3−1−3 まとめ
光地園断層では平成14年度調査で上野塚トレンチにおいて尾田面および沖積錐を変位させる断層活動が見いだされていた。一方、より北方の大樹町光地園〜紋別川流域では段丘など新期の地形に断層変位を示す証拠がないことが平成13年度調査で判明している。平成15年度調査では紋別地区において、調査地区北部では忠類面・尾田面相当に変位が認められないことが判明した。ここでは支流性堆積物による埋積の影響はないため、少なくともこれらの面形成以降(2万〜6万年前以降)断層活動はないと言える。一方、撓曲崖の北端付近では急速に地形変位が小さくなるが、これは支流性河川堆積物により地形が埋積されたためさらに地形トレースが不明瞭になっている可能性が上げられる。TP4−1〜TP4−5では、撓み下がる礫層を埋積して下盤側で発達する支流性堆積物を確認できた。これらは断層変位に伴うプリズム堆積物である可能性がある。トレンチ調査により撓曲崖地形を直接掘削して、変位の形状や時期を確認する必要があろう。上野塚地区では、石坂面堆積物に東上がりの撓曲変位が見いだされた。撓曲変位に近接して掘削されたTP5−1において、礫層に直線的な剪断構造がみられ、C3層もまた礫の直立等が認められる。C3層からは2150±40yBPの14C年代が得られたが、より上位のA3層からは5100±40yBPの14C年代が得られ矛盾する結果となった。

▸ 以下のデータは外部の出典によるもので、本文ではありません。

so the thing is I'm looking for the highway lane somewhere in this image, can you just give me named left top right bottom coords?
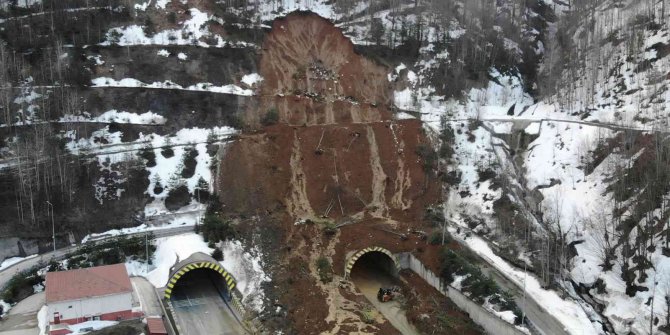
left=171, top=274, right=246, bottom=335
left=449, top=226, right=570, bottom=335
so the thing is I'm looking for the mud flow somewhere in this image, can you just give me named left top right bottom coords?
left=350, top=253, right=420, bottom=335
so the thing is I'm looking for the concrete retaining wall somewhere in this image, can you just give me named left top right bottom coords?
left=396, top=252, right=524, bottom=335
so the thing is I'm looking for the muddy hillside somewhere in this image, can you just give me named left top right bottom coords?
left=220, top=12, right=438, bottom=223
left=248, top=12, right=392, bottom=126
left=217, top=12, right=441, bottom=334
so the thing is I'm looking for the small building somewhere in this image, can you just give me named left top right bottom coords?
left=45, top=263, right=133, bottom=328
left=146, top=317, right=168, bottom=335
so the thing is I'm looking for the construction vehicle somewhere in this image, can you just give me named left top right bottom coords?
left=377, top=286, right=400, bottom=302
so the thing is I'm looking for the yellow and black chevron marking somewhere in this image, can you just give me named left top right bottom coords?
left=164, top=261, right=237, bottom=299
left=344, top=246, right=400, bottom=279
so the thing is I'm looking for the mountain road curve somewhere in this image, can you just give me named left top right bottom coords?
left=0, top=225, right=195, bottom=290
left=448, top=224, right=570, bottom=335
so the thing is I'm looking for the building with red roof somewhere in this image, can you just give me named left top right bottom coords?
left=45, top=263, right=134, bottom=329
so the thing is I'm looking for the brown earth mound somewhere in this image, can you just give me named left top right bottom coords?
left=249, top=12, right=393, bottom=126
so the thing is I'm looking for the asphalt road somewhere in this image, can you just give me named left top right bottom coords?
left=450, top=229, right=568, bottom=335
left=171, top=276, right=246, bottom=335
left=0, top=225, right=195, bottom=290
left=131, top=277, right=162, bottom=317
left=0, top=292, right=44, bottom=335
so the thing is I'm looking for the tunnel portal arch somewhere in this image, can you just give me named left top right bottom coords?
left=164, top=252, right=237, bottom=299
left=344, top=246, right=400, bottom=279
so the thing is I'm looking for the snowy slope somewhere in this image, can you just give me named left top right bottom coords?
left=391, top=0, right=670, bottom=333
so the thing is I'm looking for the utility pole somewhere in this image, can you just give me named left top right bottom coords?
left=145, top=233, right=149, bottom=274
left=46, top=201, right=55, bottom=252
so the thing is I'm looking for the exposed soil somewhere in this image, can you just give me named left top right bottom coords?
left=403, top=271, right=484, bottom=335
left=216, top=11, right=456, bottom=335
left=250, top=12, right=393, bottom=127
left=219, top=120, right=437, bottom=221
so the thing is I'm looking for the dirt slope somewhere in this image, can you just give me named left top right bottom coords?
left=248, top=12, right=392, bottom=126
left=217, top=11, right=443, bottom=334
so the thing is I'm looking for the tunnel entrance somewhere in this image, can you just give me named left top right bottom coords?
left=169, top=268, right=246, bottom=335
left=170, top=268, right=231, bottom=304
left=164, top=253, right=246, bottom=335
left=164, top=257, right=236, bottom=300
left=350, top=251, right=399, bottom=279
left=348, top=249, right=419, bottom=335
left=344, top=246, right=400, bottom=279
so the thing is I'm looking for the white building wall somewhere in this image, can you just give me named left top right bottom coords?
left=48, top=292, right=132, bottom=323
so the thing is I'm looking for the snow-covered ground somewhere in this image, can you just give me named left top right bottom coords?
left=67, top=320, right=118, bottom=334
left=0, top=254, right=38, bottom=271
left=125, top=233, right=270, bottom=313
left=450, top=226, right=599, bottom=334
left=37, top=305, right=47, bottom=335
left=91, top=77, right=254, bottom=96
left=64, top=125, right=236, bottom=214
left=0, top=300, right=11, bottom=318
left=220, top=240, right=270, bottom=312
left=60, top=110, right=166, bottom=125
left=102, top=8, right=253, bottom=48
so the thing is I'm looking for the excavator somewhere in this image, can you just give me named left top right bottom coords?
left=377, top=286, right=400, bottom=302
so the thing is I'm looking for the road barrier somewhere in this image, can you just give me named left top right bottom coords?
left=396, top=252, right=526, bottom=335
left=155, top=287, right=179, bottom=335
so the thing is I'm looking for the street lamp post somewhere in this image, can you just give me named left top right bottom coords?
left=522, top=249, right=541, bottom=325
left=46, top=201, right=56, bottom=252
left=145, top=233, right=149, bottom=274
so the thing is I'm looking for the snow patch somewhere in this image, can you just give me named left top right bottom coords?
left=68, top=320, right=118, bottom=333
left=241, top=73, right=263, bottom=87
left=220, top=240, right=270, bottom=312
left=0, top=300, right=11, bottom=318
left=0, top=254, right=38, bottom=271
left=37, top=305, right=47, bottom=335
left=91, top=77, right=254, bottom=96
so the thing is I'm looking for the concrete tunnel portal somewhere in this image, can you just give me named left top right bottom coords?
left=164, top=252, right=247, bottom=335
left=345, top=247, right=420, bottom=335
left=164, top=253, right=237, bottom=300
left=345, top=246, right=400, bottom=279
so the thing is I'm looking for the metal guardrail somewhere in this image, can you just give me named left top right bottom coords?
left=155, top=287, right=179, bottom=335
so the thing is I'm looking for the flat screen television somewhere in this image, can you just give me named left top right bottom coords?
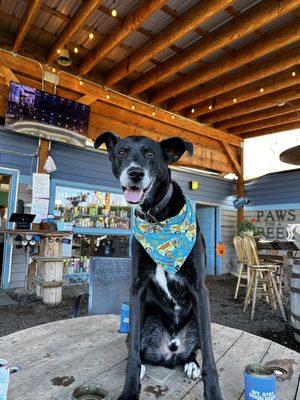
left=5, top=81, right=90, bottom=146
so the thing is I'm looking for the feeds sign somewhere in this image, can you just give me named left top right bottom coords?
left=254, top=209, right=299, bottom=240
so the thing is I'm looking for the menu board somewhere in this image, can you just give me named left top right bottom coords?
left=54, top=185, right=131, bottom=230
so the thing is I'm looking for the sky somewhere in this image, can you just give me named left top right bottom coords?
left=244, top=129, right=300, bottom=180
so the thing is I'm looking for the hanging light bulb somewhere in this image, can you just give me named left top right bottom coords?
left=191, top=108, right=195, bottom=113
left=79, top=78, right=83, bottom=86
left=131, top=104, right=136, bottom=110
left=89, top=32, right=94, bottom=39
left=106, top=93, right=110, bottom=99
left=57, top=49, right=61, bottom=54
left=52, top=67, right=56, bottom=73
left=292, top=71, right=296, bottom=77
left=208, top=105, right=213, bottom=110
left=259, top=87, right=264, bottom=93
left=111, top=0, right=117, bottom=17
left=74, top=47, right=79, bottom=54
left=233, top=98, right=237, bottom=103
left=152, top=110, right=156, bottom=116
left=171, top=115, right=175, bottom=119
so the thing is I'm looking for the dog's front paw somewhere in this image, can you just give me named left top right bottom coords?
left=117, top=393, right=139, bottom=400
left=184, top=362, right=201, bottom=380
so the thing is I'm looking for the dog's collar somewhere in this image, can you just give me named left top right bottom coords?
left=134, top=183, right=173, bottom=224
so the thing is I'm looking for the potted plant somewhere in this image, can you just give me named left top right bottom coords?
left=238, top=218, right=260, bottom=237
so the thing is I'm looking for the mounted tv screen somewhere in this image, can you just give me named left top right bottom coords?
left=5, top=82, right=90, bottom=146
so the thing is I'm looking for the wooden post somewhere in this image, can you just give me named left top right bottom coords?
left=237, top=144, right=244, bottom=226
left=38, top=138, right=50, bottom=173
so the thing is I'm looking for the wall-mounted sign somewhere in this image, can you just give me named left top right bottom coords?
left=251, top=209, right=299, bottom=240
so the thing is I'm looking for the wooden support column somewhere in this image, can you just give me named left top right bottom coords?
left=237, top=145, right=244, bottom=226
left=38, top=139, right=50, bottom=173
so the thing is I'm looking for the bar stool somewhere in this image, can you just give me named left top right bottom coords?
left=242, top=235, right=287, bottom=321
left=233, top=235, right=249, bottom=299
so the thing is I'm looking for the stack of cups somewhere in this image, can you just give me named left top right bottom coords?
left=0, top=359, right=9, bottom=400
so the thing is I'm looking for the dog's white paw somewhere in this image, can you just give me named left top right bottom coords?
left=140, top=364, right=146, bottom=381
left=184, top=362, right=201, bottom=380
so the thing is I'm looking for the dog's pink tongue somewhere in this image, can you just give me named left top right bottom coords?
left=124, top=187, right=143, bottom=203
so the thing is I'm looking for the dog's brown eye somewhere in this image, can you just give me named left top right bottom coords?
left=145, top=150, right=154, bottom=158
left=118, top=149, right=126, bottom=156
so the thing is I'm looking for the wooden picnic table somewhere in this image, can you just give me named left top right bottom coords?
left=0, top=315, right=299, bottom=400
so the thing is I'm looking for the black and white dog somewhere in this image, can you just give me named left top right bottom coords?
left=94, top=132, right=222, bottom=400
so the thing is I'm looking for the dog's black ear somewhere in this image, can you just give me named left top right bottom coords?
left=160, top=137, right=193, bottom=163
left=94, top=132, right=120, bottom=160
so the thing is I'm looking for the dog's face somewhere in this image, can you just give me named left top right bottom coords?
left=94, top=133, right=193, bottom=204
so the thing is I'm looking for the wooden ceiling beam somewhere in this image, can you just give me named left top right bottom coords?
left=229, top=111, right=300, bottom=135
left=201, top=84, right=300, bottom=124
left=47, top=0, right=102, bottom=63
left=0, top=66, right=20, bottom=86
left=191, top=67, right=300, bottom=117
left=104, top=0, right=234, bottom=86
left=78, top=0, right=170, bottom=76
left=215, top=98, right=300, bottom=130
left=221, top=142, right=242, bottom=177
left=13, top=0, right=42, bottom=52
left=169, top=46, right=300, bottom=112
left=243, top=121, right=300, bottom=139
left=148, top=19, right=300, bottom=105
left=128, top=0, right=300, bottom=96
left=0, top=48, right=242, bottom=148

緑が丘断層については,概要調査の結果,断層地形とされた崖は上更別T面の段丘崖であること、地盤浅層部の段丘礫層およびそれ以浅の地質には崖地形に対応する変位は見いだされなかったことから、地形地質的には断層変位の可能性は指摘できない.この断層については,第四紀断層であるかどうかの検討を,第四紀前期〜中期の地層により検討することが必要となった.